Mogno, Val Maggia (commune de Lavizzara), l’église est toujours ouverte (sauf an cas de fortes chutes de neige)

2. Une architecture mécanique – Musée Tinguely, Bâle, Suisse, 1996

Avec près de 3000 m2 d’exposition, le musée érigé par Mario Botta au bord du Rhin, propose un espace sur mesure pour les incroyables sculptures mécaniques de l’artiste Jean Tinguely. Le vaste espace central (qui peut accueillir jusqu’à 20 pièces géantes) peut aussi s’appréhender des galeries latérales, qui ouvrent sur des salles plus intimes. Lumière zénithale, baies vitrées sur le Rhin, passerelle suspendue… Autant d’éléments qui intègrent la présence du fleuve au cœur du bâtiment. Le parc historique de la Solitude et ses arbres séculaires, au pied du musée, invitent aussi à prolonger l’émotion hors des murs dédiés à l’art.

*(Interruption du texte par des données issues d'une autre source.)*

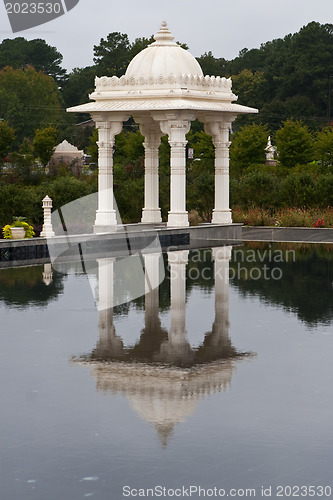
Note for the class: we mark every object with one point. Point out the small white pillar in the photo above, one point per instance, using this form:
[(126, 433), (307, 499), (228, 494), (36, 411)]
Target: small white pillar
[(47, 274), (47, 230), (219, 130)]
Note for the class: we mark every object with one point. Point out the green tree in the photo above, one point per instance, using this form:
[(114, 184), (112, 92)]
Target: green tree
[(111, 56), (29, 100), (20, 53), (324, 147), (249, 87), (7, 136), (294, 144), (79, 85), (44, 143), (211, 65), (248, 147)]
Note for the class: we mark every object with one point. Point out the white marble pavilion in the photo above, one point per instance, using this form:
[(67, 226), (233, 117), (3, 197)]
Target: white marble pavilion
[(163, 89)]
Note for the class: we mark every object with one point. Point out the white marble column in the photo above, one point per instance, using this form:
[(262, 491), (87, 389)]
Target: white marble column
[(177, 128), (151, 212), (106, 218), (219, 130)]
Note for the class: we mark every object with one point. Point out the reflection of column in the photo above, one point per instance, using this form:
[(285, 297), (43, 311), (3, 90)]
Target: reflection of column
[(177, 349), (109, 344), (151, 212), (220, 134), (47, 274), (177, 130), (219, 340), (152, 262), (106, 214)]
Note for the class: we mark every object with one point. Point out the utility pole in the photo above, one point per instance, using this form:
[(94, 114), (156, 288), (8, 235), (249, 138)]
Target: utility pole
[(329, 98)]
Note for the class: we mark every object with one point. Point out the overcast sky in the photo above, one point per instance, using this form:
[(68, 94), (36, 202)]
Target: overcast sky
[(224, 27)]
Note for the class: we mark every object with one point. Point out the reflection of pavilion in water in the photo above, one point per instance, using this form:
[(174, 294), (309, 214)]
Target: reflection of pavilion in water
[(162, 376)]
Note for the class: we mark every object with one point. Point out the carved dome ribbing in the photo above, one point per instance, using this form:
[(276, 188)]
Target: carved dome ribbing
[(163, 58)]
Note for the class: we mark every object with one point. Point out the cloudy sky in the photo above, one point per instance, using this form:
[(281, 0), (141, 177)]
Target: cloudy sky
[(224, 27)]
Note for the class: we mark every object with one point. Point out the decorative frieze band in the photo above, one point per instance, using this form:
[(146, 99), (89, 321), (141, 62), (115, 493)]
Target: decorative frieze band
[(195, 81)]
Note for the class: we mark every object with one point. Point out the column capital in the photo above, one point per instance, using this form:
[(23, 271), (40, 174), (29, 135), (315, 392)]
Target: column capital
[(219, 130), (112, 127)]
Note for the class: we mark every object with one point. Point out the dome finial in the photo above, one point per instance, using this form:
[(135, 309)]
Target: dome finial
[(164, 36)]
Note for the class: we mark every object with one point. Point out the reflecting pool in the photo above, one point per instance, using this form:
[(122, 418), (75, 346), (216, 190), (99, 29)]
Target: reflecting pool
[(219, 382)]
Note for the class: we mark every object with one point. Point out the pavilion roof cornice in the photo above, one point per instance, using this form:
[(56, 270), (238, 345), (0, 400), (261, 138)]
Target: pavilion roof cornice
[(162, 104)]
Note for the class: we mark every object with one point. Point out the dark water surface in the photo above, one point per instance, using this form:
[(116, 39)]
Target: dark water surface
[(208, 383)]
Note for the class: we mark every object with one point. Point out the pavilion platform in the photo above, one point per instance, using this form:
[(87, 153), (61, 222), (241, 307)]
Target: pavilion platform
[(127, 240)]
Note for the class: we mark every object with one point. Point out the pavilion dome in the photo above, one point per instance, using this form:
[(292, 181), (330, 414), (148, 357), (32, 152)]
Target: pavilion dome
[(163, 58)]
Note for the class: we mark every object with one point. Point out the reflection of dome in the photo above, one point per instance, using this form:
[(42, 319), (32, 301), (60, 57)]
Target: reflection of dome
[(161, 395), (164, 58), (162, 411)]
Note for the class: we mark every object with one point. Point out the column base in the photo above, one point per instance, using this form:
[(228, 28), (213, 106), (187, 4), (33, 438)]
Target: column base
[(178, 219), (151, 215), (222, 217), (47, 231)]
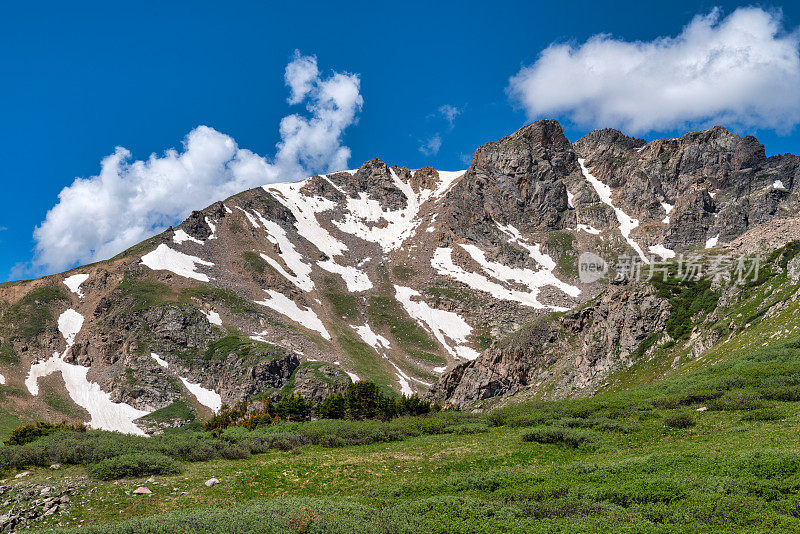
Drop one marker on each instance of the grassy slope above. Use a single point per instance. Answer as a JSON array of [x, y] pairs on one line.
[[727, 473]]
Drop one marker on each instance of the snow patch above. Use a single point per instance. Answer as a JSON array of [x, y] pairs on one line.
[[165, 259], [662, 251], [356, 280], [305, 316], [207, 397], [402, 378], [104, 414], [179, 237], [213, 317], [353, 376], [304, 209], [589, 229], [668, 209], [74, 283], [365, 217], [376, 341], [159, 361], [300, 271], [213, 228], [442, 324], [626, 223]]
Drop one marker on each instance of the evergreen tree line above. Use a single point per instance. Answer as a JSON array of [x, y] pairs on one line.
[[361, 400]]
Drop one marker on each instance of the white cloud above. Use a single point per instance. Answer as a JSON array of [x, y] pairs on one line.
[[743, 69], [129, 201], [449, 113], [432, 145]]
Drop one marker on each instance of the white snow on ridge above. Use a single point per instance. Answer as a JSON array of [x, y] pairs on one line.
[[626, 223], [711, 242], [213, 317], [74, 283], [662, 251], [213, 228], [69, 324], [374, 340], [538, 256], [526, 277], [354, 377], [159, 360], [180, 237], [104, 413], [442, 261], [367, 219], [355, 279], [588, 228], [442, 324], [668, 209], [402, 378], [165, 259], [304, 209], [285, 306], [301, 271], [207, 397]]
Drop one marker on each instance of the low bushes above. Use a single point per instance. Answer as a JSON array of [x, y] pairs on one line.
[[563, 436], [134, 465], [30, 433], [679, 420]]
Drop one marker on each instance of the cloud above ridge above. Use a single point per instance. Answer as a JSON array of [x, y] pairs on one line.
[[741, 70], [131, 200]]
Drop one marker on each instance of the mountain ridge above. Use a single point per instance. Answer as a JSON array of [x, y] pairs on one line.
[[410, 278]]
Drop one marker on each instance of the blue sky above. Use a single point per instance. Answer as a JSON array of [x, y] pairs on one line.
[[80, 79]]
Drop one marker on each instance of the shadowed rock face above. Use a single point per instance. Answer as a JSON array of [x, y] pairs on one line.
[[308, 273], [516, 180]]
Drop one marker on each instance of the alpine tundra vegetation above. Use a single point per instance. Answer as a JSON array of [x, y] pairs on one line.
[[388, 349]]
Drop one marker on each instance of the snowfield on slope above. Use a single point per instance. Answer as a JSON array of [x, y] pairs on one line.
[[74, 283], [164, 258], [207, 397], [626, 223], [305, 316], [104, 414], [442, 324]]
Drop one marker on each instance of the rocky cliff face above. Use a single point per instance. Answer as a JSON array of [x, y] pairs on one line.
[[430, 282]]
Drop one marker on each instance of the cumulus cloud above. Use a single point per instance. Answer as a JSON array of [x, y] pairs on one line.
[[432, 145], [129, 201], [743, 69], [449, 113]]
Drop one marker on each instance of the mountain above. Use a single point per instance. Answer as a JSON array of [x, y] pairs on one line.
[[461, 286]]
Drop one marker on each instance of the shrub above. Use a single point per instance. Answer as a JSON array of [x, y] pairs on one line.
[[564, 436], [466, 428], [679, 420], [235, 452], [293, 408], [134, 465], [737, 401], [30, 433], [764, 414], [788, 394]]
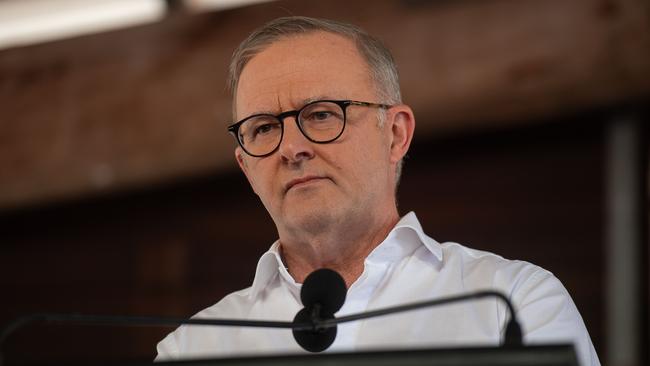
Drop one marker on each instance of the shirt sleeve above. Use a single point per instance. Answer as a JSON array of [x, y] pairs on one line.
[[167, 349], [548, 315]]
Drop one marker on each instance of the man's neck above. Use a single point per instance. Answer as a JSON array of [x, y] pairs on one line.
[[342, 249]]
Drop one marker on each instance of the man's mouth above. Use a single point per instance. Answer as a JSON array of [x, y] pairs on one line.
[[302, 180]]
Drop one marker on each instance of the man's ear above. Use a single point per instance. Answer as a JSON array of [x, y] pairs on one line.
[[239, 156], [402, 127]]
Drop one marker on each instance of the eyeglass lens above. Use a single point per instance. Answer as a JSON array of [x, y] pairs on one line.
[[319, 122]]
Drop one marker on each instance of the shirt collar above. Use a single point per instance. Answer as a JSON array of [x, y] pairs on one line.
[[399, 243]]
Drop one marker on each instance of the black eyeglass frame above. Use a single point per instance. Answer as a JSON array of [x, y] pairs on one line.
[[344, 104]]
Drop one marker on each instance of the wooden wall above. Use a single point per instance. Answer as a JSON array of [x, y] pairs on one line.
[[118, 193], [534, 194]]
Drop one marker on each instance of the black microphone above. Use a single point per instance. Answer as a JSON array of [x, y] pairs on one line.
[[323, 294], [314, 327]]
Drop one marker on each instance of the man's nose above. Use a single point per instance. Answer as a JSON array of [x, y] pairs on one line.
[[295, 146]]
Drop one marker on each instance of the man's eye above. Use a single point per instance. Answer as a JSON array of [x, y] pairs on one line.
[[320, 116], [265, 128]]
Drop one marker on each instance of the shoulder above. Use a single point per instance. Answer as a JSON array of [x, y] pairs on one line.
[[191, 340], [483, 264]]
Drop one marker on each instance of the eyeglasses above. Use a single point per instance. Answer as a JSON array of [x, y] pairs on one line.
[[321, 121]]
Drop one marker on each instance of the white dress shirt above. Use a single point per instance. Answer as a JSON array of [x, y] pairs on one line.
[[407, 266]]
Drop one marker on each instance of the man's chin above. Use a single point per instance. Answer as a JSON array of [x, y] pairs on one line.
[[315, 219]]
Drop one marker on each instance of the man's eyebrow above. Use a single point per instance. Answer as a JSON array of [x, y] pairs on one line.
[[316, 98]]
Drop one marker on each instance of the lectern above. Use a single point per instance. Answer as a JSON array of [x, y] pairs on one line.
[[547, 355]]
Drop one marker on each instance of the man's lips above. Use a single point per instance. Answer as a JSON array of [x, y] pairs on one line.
[[301, 180]]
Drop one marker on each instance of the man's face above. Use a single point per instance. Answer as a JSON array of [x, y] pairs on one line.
[[304, 185]]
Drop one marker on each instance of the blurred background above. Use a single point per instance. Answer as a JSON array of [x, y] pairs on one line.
[[119, 193]]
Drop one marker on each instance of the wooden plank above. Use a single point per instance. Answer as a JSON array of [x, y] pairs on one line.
[[147, 105]]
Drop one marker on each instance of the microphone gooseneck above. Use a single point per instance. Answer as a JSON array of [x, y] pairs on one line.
[[322, 294]]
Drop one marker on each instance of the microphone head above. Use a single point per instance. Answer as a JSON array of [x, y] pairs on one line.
[[325, 287], [312, 341]]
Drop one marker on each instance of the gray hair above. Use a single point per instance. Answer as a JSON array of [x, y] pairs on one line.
[[381, 64]]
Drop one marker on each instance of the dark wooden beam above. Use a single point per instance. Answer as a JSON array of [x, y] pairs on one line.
[[148, 105]]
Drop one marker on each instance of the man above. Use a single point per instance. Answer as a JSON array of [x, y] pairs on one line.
[[322, 132]]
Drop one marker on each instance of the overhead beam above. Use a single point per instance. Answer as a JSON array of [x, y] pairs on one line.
[[148, 105]]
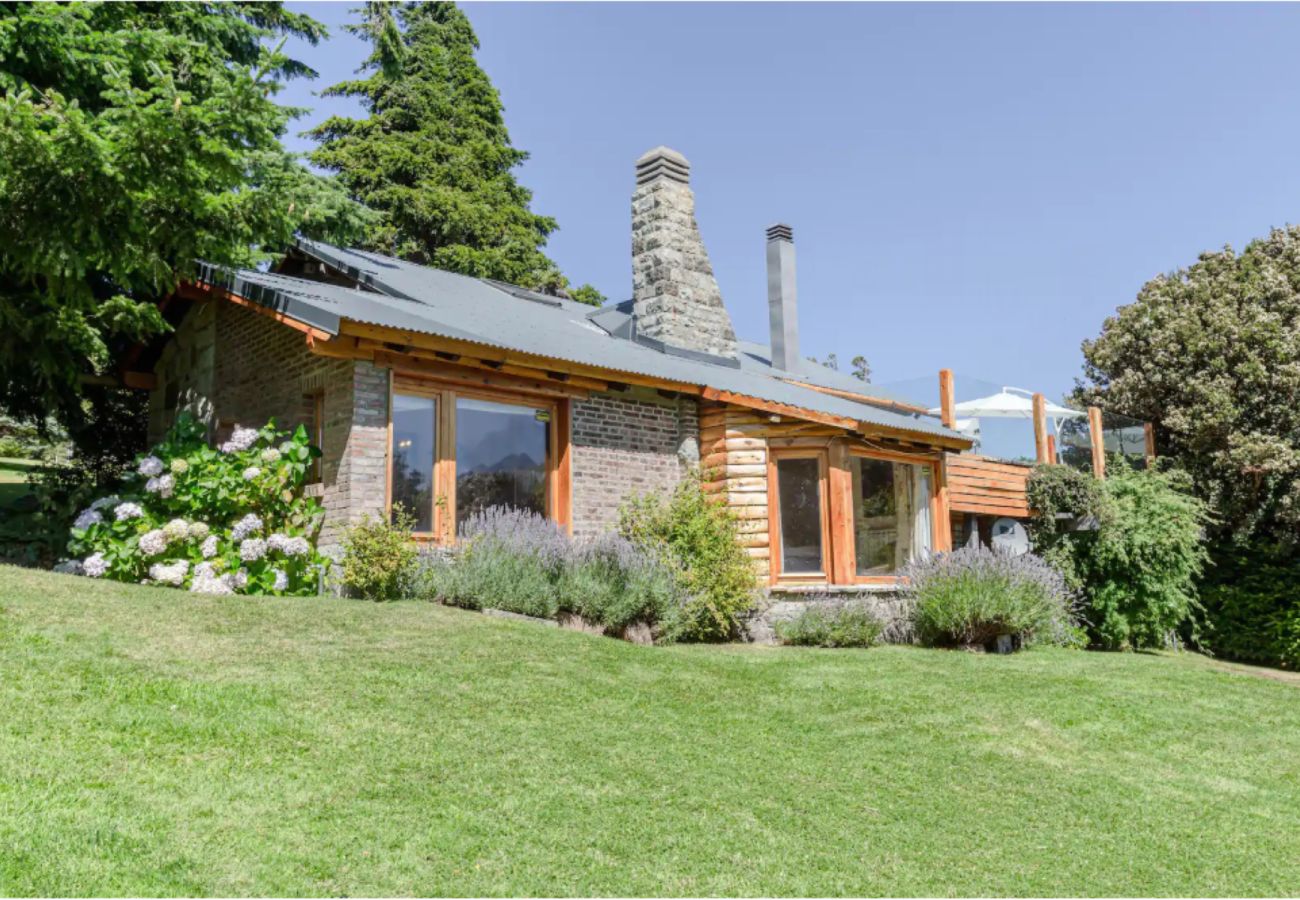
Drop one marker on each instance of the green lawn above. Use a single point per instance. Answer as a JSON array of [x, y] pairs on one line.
[[157, 743]]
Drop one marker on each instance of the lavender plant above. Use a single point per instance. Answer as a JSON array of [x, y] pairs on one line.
[[974, 595], [516, 561], [229, 519]]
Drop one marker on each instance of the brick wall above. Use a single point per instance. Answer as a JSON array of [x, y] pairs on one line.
[[263, 370], [625, 444]]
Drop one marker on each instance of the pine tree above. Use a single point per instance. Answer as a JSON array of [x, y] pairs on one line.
[[433, 156], [135, 138]]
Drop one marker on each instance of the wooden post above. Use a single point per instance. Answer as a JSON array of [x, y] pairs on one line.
[[947, 405], [1040, 428], [1097, 440]]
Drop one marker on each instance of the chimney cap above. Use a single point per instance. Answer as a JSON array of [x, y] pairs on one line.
[[663, 163], [780, 232]]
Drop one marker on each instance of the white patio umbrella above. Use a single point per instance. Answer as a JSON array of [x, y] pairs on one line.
[[1009, 403]]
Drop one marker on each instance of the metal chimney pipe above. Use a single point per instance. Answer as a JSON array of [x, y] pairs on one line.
[[780, 298]]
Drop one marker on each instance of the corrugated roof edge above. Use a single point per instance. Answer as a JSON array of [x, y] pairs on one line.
[[272, 298], [284, 302]]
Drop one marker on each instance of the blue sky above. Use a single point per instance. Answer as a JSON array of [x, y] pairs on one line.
[[973, 186]]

Musée Tinguely, 2 Paul Sacher-Anlage, Basel www.tinguely.ch. Jusqu’au 24 septembre 2023 : exposition temporaire de Janet Cardiff & George Bures Miller, «Dream Machines »

3. Le rituel bien-être – Plage et station thermale Rigi Kaltbad, Schwyz, Suisse, 2012

Depuis plus de 600 ans, les pèlerins de la santé convergent vers les hauteurs de la montagne Rigi, au-dessus de Lucerne, pour s’immerger dans l’eau froide et bénéficier de ses vertus purificatrices. La première «chapelle de baignade» date de 1545, c’est dire… Quand il a fallu repenser les lieux, l’approche presque mystique de Mario Botta s’est imposée. Le nouvel espace thermal de Rigi Kaltbad, lié au complexe hôtelier du même nom, propose aujourd’hui des alternatives à l’eau gelée (source chaude, bain de vapeur, etc), mais conserve sa dimension spirituelle. L’architecture donne dans la grandeur et la sobriété, spectaculairement monolithique, face au panorama sur le lac des Quatre-Cantons. Mario Botta a créé une sorte de jardin minéral, avec, longeant les bassins, un mur de 30 mètres de long, éclairé de lucarnes en verre, comme autant de cristaux de roche. L’ensemble incite à la contemplation, dans une ambiance de recueillement.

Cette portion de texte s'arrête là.